Oh, don’t we all enjoy labeling things? There’s reassuring to be found in the idea that A is better than B. No disclaimers, no gray areas. Just pure and simple… “Better”.
One of the best things about the good old JPEG is that it is fairly simple to fit the video to the recipient device in real time. Imagine that we have a few 5 MP H.264 cameras in our system. 99% of the time, the video is placed on disk, never to be looked at. So 99% of the time, JPEG is worse than H.264 (apples to apples, H.264 is better but sometimes you crave oranges). If the client always connects via a fast connection, and always has good resolution on his device, then fine; stay with H.264, but what if sometimes you connect via a low-res device (phone), or have low bandwidth (phone and ADSL)?
Mindlessly streaming H.264 over a low bandwidth connection will be a horrific experience. You can’t use YouTube as a reference, because YouTube is playing back recorded video and thus the latency can be extremely high. The problem with H.264 is that you need ALL the bits and pieces, otherwise the quality will degrade and you will experience “ghosting”, so if the server has a 10 MB GOP, containing 2 seconds of video, then you need to wait until you get the whole thing, which could take a while. Then you need to decode the first frame of the GOP, which gives you a 1920×1080 frame. This frame is then brutally scaled down to 640×480. Assume that it takes 10 seconds to process the entire 2 second GOP (sending, decoding and scaling), now you are already 8 seconds behind real time, so we need to skip ahead 4 GOPs to avoid the latency building up, making the video look very, very strange.
To resolve this, the NVR must support multiple streaming profiles, which means that the camera must support them too, or alternatively, the NVR must be able to transcode the video on the fly, while not jeopardizing the recording. And – by the way – all of this tweaking and turning knobs is to be done by someone who is already struggling with a fairly complex piece of kit.

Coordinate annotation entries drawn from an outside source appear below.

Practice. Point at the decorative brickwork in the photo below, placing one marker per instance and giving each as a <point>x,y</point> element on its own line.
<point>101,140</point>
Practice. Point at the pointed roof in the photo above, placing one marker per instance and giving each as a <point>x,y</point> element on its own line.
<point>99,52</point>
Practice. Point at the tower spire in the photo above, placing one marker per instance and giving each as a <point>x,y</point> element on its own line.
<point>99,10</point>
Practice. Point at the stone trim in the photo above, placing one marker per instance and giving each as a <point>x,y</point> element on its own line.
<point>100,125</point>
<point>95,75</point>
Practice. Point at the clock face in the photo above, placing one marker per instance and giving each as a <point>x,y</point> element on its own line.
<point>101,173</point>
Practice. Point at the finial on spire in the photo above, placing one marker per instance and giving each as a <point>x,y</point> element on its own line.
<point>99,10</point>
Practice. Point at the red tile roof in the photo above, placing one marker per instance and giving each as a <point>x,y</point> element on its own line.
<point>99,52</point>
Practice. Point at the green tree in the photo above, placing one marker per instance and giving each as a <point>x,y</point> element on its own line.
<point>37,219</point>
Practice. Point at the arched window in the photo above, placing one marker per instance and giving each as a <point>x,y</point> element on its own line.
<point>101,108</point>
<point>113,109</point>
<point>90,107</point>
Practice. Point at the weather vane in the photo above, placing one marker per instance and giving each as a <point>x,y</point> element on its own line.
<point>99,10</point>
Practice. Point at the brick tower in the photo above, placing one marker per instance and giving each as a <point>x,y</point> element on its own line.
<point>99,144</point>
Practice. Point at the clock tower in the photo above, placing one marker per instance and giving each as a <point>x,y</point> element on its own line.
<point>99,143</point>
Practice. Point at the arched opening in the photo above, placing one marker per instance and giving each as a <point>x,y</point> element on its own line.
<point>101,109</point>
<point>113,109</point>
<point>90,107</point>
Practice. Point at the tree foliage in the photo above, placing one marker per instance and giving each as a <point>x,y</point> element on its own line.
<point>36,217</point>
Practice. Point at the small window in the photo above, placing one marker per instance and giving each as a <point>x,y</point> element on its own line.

Transcoding H.264 to H.264 is an expensive proposition (the encoding bit). It can be done, for sure, but it will come at the cost of other features in the app as development resources are directed towards solving this particular problem. Transcoding H.264 to MJPEG is much more flexible, and since MJPEG is supported on a wide range of browsers making it fairly simple to create a mobile app.
Sure, with infinite development resources, we could do everything, but lets stay within the realms of reality.